Complying with IRS rules takes a lot of time and money.
How much money?
- $409 billion per year, or $1266 per man, woman, and child
How much time?
- 8.9 billion man-hours per year, equivalent to 160 million people (the entire US labor force) working for a week
https://taxfoundation.org/compliance...s-regulations/
This is pure waste; it yields nothing but a lower standard of living.
So, how can compliance costs be reduced? First, lowering rates won't help. Rates should be lowered, of course, but for other reasons. Compliance costs are high because the code is complex; lowering rates doesn't make it less complex. Second, reducing the number of brackets (e.g. to one, with a flat tax) won't help; the accountants aren't spending 8.9 billion hours per year because they can't figure out which bracket to use. Third, even eliminating deductions and credits won't help all that much. The fundamental reason that the federal tax code is so complex is that it's focused on taxing income, which is inherently difficult to define, esp. for businesses.

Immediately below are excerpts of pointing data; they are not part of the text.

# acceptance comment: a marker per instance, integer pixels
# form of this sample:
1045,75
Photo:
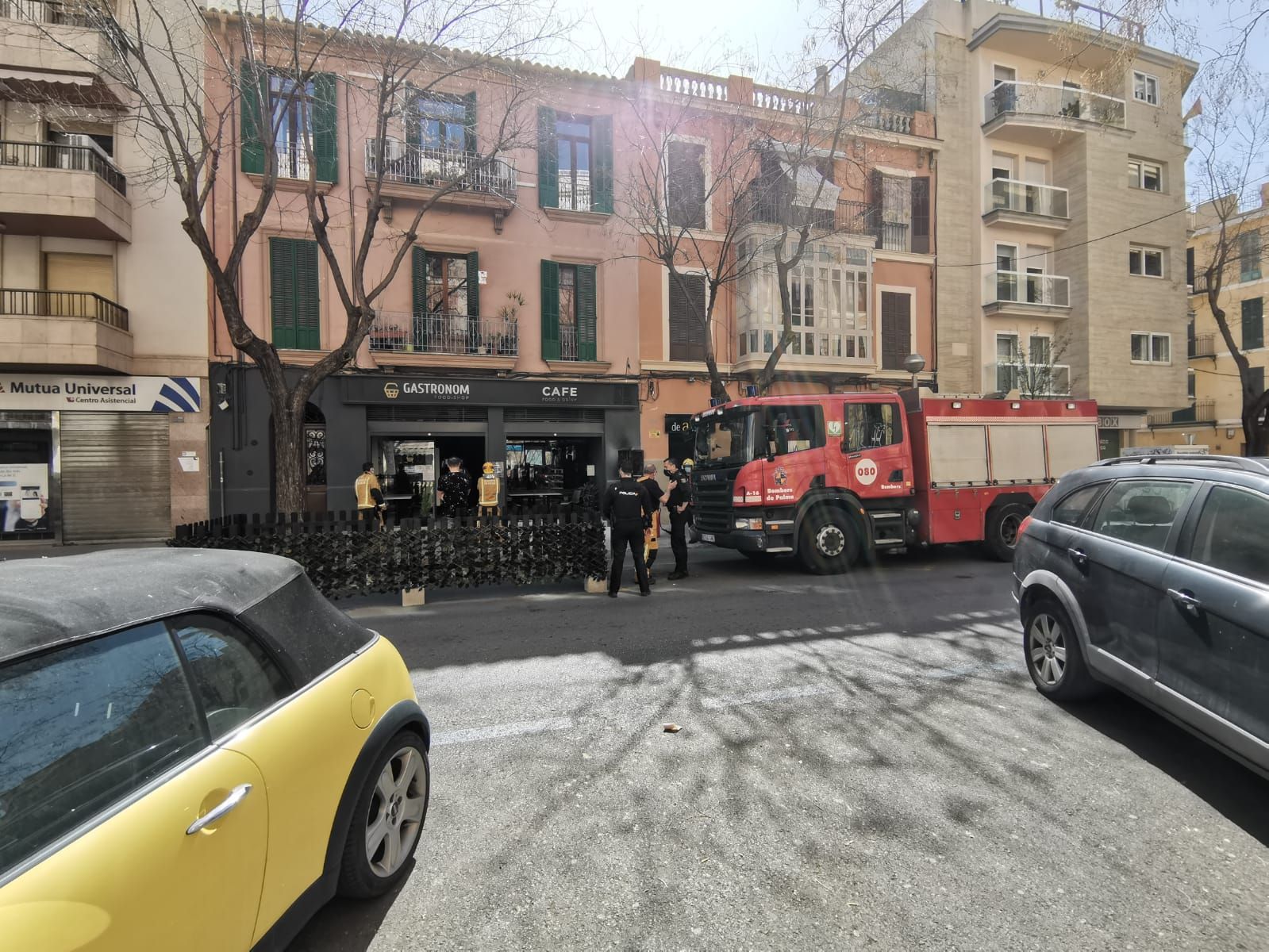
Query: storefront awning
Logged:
76,89
806,183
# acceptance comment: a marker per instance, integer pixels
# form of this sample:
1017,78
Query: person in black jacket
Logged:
629,511
678,501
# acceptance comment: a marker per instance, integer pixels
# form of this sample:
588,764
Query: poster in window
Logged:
25,498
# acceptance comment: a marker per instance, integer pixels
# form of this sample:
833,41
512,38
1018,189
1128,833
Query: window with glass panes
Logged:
829,296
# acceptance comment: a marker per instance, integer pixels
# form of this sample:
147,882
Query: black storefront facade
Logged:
548,437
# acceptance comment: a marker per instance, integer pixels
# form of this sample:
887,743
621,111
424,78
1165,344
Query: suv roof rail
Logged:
1231,463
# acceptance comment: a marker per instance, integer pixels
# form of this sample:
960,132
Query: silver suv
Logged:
1152,574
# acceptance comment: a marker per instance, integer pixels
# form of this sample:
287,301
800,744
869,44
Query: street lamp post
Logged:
914,365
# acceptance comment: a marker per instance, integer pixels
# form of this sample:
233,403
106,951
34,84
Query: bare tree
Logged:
1229,143
192,74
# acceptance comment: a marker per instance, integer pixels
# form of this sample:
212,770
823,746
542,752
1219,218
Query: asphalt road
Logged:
863,763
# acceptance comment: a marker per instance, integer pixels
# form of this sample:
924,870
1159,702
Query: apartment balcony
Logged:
1198,412
1040,114
1202,346
56,37
1025,205
405,336
63,329
63,190
447,175
1032,380
1027,295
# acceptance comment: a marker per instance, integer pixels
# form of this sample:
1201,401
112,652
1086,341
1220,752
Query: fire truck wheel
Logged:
1000,533
829,543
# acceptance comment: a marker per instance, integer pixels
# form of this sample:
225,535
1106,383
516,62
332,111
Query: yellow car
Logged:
197,750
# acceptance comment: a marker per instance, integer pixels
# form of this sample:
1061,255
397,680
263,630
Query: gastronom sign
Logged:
33,391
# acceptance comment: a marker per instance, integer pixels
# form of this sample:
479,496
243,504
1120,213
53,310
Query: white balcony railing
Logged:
1032,380
1025,198
1052,102
440,168
1019,289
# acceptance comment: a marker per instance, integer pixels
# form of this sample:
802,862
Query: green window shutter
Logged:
586,336
602,164
249,101
1253,324
282,292
325,127
550,311
307,298
474,285
548,164
419,291
470,120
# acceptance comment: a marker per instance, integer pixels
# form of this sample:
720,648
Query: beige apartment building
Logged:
103,305
1211,419
1061,187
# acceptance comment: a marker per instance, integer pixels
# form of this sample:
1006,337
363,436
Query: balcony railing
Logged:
1053,102
1033,380
1198,412
50,155
1025,198
53,12
19,302
1202,346
1015,287
457,334
410,164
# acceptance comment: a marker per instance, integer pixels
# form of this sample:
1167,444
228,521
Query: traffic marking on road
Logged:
500,730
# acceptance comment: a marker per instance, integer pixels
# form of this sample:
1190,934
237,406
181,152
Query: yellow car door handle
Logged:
236,797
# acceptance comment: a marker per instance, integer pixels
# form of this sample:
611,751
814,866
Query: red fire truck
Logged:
836,478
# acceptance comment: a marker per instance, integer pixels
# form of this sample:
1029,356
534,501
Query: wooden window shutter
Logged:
249,101
325,127
921,215
686,317
470,120
550,311
548,168
586,323
472,285
602,163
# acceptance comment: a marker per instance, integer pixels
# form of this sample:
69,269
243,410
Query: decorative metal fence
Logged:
348,556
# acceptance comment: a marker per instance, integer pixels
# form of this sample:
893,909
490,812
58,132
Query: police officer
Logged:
678,501
629,509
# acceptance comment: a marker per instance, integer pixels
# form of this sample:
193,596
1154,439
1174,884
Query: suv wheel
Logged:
1052,649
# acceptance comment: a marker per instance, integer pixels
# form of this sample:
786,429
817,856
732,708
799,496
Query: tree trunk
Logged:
288,455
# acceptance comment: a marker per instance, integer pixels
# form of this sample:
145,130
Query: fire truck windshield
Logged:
726,440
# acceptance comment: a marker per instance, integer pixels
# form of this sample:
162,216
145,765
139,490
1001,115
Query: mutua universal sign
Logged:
21,391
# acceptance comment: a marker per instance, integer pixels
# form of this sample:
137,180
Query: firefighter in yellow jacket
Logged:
370,495
652,536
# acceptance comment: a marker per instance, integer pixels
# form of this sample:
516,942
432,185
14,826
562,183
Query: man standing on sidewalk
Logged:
678,501
652,535
629,511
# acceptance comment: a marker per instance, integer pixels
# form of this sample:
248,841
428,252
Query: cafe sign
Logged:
160,395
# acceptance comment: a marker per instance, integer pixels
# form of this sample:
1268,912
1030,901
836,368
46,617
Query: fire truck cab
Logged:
840,476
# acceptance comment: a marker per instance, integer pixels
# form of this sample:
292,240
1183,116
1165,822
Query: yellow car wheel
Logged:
387,819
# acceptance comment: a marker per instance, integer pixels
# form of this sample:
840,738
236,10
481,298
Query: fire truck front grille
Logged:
713,501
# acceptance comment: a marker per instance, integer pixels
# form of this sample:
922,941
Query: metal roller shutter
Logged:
116,476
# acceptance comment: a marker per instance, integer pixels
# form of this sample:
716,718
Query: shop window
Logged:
294,295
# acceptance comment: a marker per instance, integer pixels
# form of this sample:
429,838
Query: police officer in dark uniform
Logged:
678,501
629,509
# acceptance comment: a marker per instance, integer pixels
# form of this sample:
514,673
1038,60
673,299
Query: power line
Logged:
1093,240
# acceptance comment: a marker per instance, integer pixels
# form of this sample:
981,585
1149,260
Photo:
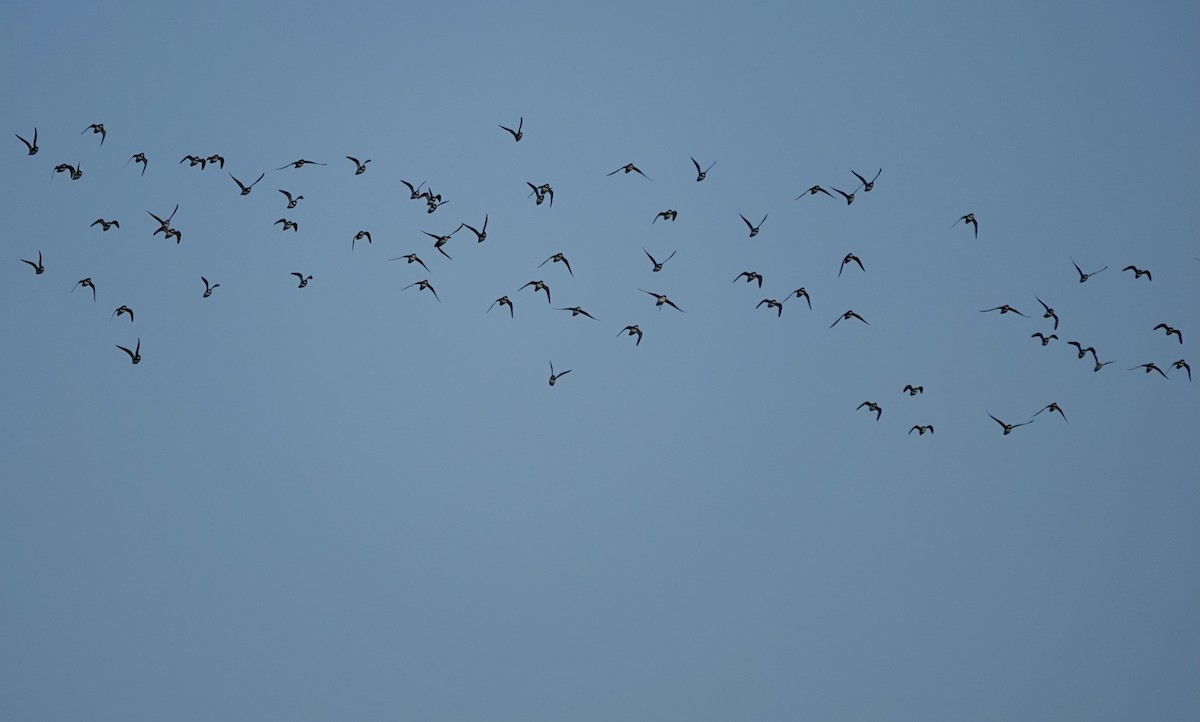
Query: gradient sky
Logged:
354,501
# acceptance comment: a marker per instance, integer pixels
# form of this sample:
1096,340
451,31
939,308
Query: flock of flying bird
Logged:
544,192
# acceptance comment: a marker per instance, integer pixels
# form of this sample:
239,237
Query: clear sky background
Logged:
354,501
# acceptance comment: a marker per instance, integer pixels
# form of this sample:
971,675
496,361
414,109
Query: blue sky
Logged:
353,500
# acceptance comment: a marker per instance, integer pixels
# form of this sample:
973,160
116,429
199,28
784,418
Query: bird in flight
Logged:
773,304
503,301
659,300
517,134
85,283
558,258
1169,330
1053,407
867,184
412,258
969,218
630,168
1003,310
873,407
136,354
1008,427
1149,368
1049,313
700,174
245,188
1138,272
39,269
754,229
96,127
292,202
658,266
424,284
814,191
480,233
846,317
850,258
537,287
750,276
299,163
31,146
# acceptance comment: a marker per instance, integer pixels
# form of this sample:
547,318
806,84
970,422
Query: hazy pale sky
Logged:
358,500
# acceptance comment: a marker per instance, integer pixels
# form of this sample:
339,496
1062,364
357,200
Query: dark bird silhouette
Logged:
85,283
139,158
849,197
700,176
801,294
292,202
969,218
1003,310
96,127
846,317
850,258
659,300
423,284
1053,407
1009,427
630,168
1138,272
30,146
503,301
1169,331
1049,313
868,184
537,287
577,311
39,269
558,258
245,188
412,258
1083,276
480,233
517,134
873,407
658,266
300,163
773,304
1149,368
135,355
555,377
750,276
814,191
754,229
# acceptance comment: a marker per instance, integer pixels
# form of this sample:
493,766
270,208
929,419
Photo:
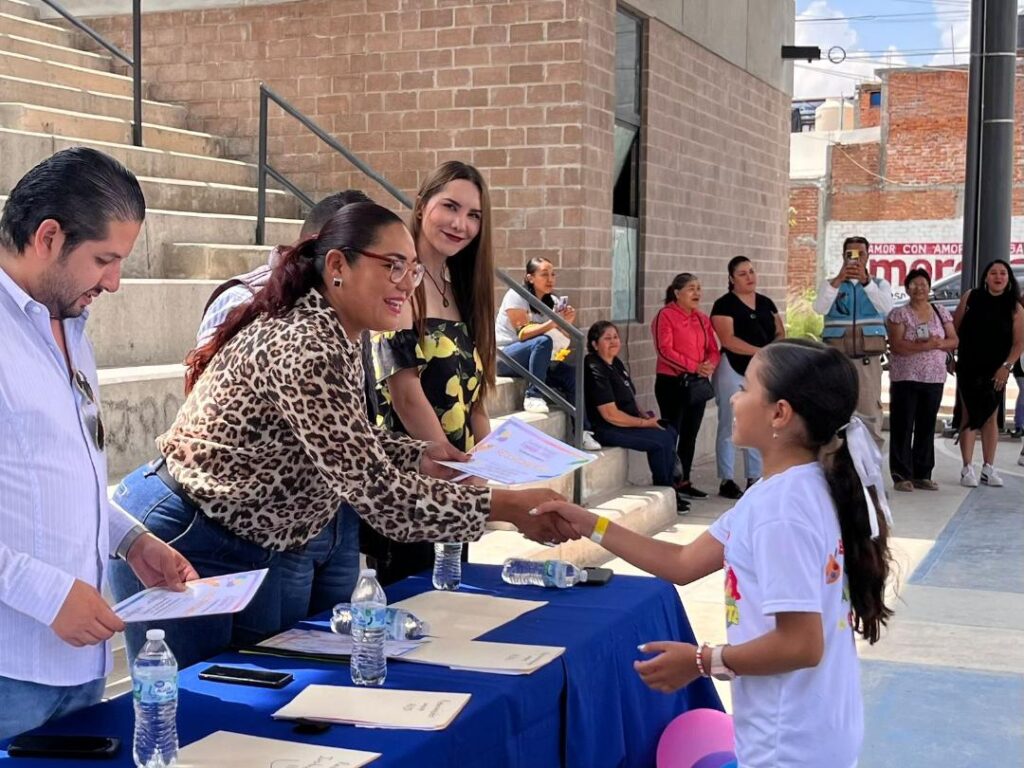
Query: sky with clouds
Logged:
876,34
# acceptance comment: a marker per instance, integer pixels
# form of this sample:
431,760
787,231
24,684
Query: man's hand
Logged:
674,667
157,564
85,619
441,452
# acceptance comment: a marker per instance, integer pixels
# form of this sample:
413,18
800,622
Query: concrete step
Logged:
33,68
24,150
147,322
66,97
23,26
207,197
27,117
643,509
50,52
18,8
139,402
204,260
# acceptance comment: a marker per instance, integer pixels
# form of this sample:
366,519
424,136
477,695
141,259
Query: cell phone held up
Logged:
81,748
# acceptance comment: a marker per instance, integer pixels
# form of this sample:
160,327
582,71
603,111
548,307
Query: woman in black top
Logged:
744,322
612,411
989,322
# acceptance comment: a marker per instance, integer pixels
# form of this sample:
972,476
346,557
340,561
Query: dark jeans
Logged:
659,444
686,418
299,583
912,409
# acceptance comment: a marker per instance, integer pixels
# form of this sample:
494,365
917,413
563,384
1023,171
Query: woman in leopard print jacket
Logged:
273,435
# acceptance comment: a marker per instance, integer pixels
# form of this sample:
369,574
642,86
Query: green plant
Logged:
801,320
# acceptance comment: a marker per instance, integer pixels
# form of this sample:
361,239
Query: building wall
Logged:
524,90
905,192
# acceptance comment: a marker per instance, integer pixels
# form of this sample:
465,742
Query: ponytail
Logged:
293,276
820,385
867,560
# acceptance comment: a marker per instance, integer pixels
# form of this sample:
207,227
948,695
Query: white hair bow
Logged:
867,462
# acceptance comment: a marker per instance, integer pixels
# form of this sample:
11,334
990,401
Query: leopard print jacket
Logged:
274,436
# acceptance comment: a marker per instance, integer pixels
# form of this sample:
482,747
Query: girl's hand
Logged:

If you want a simpler code, with lower compliance costs, you need to tax something other than income. I propose real estate. Calculating tax liability would be dead simple; compliance costs would drop to virtually nothing. What would the tax rate have to be? The total value of real estate in the US is around $30 trillion. Supposing the government's spending what it currently spends, the average real estate tax would have to be around 13%. Or, the tax could be graduated, based on property values. I don't have the data to do this, but it would be possible to set real estate tax brackets so that everyone ended up paying approximately the same tax they're paying now. In other words, nothing would change, except we'd save that $409 billion and 8,900,000,000 hours wasted on tax compliance. Finally, instead of relying on government assessments (as with local property taxes), people could be given the option to self-asses. But wouldn't people abuse this and value everything at $1? Yes, which is why they'd be required to sell their property at whatever price they self-assessed, should anyone offer that amount. Businesses especially would take advantage of this option, as their properties have no sentimental value to them.